What is the criterion to say that two black holes merged? I have read several other questions about black holes merging and I am left with the question about the criterion that considers two black holes merged.
From what I have read on PSE, the singularity of a black hole can cross the horizon of another black hole. This implies that for some time, both horizons have already merged, but does this also mean that one has to wait until a singularity crossed an horizon to say that the black holes have merged? Or does one has to wait until the two horizons have "touched"? In such a case, can't we consider the black holes as a single non spherical black hole, with two singularities?

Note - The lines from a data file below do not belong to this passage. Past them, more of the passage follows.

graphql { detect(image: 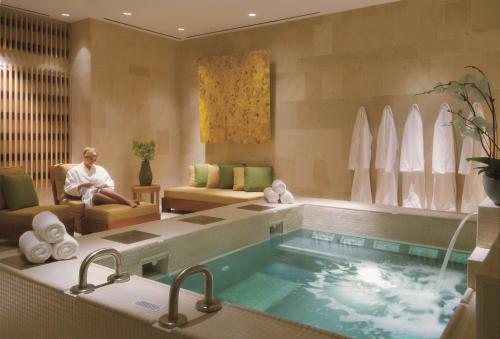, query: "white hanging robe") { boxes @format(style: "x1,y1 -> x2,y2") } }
458,102 -> 486,213
399,104 -> 426,208
431,103 -> 457,212
375,105 -> 399,206
348,106 -> 373,204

So a black hole that results from the merging of two others would be highly non spherical, at least until one of the singularity crosses the closest horizon.
In short, when can one consider that two black holes have merged?
 A: Your question can't exactly be answered unambiguously because in General Relativity, the concept of time becomes irregular — not totally arbitrary, but even weirder than in Special Relativity.  Specifically, we can choose how to define time in our own way, changing it from point to point.  There are some restrictions: time has to vary smoothly from point to point, and it can't vary too quickly.  But you can definitely push the value of time earlier or later in one region without changing it in another.  The set of points that have the same time is called a "slice".  Basically, we can wiggle that slice around and GR still works.
Now, typically we talk about the shape of the horizons on a slice and we say that they have merged when the topology of the horizons on that slice has changed from two separate spheres to a single sphere — or more precisely, two touching spheres as you suggest.  And we usually think of them touching at a point.  However, it is possible to re-slice a spacetime so that the spheres touch for the first time at two points — or possibly even more than two — so that the horizon has the topology of a torus.  This was done numerically for the first time in this paper.
Of course, that's just talking about event horizons, and there are different types of horizons.  In particular, there is also the concept of an apparent horizon.  When you change the slicing of a spacetime, you can actually change the apparent horizon itself.  In fact, it was shown in this paper that you can even reslice the plain old Schwarzschild spacetime so that there is no apparent horizon anywhere in the spacetime.
It so happens that, in numerical simulations, you don't normally see such crazy effects — not for any good reason, but just because of arbitrary choices of coordinates.  And the apparent horizon is the easiest one to find, so they're normally the ones we talk about.  Typically, each black hole is surrounded by its own apparent horizon.  And then suddenly you can find another apparent horizon surrounding those two.  The moment that "common" horizon forms is the moment you say they have merged.  And this horizon is indeed spherical in the topological sense, but usually very distorted in whatever coordinates happened to have been used.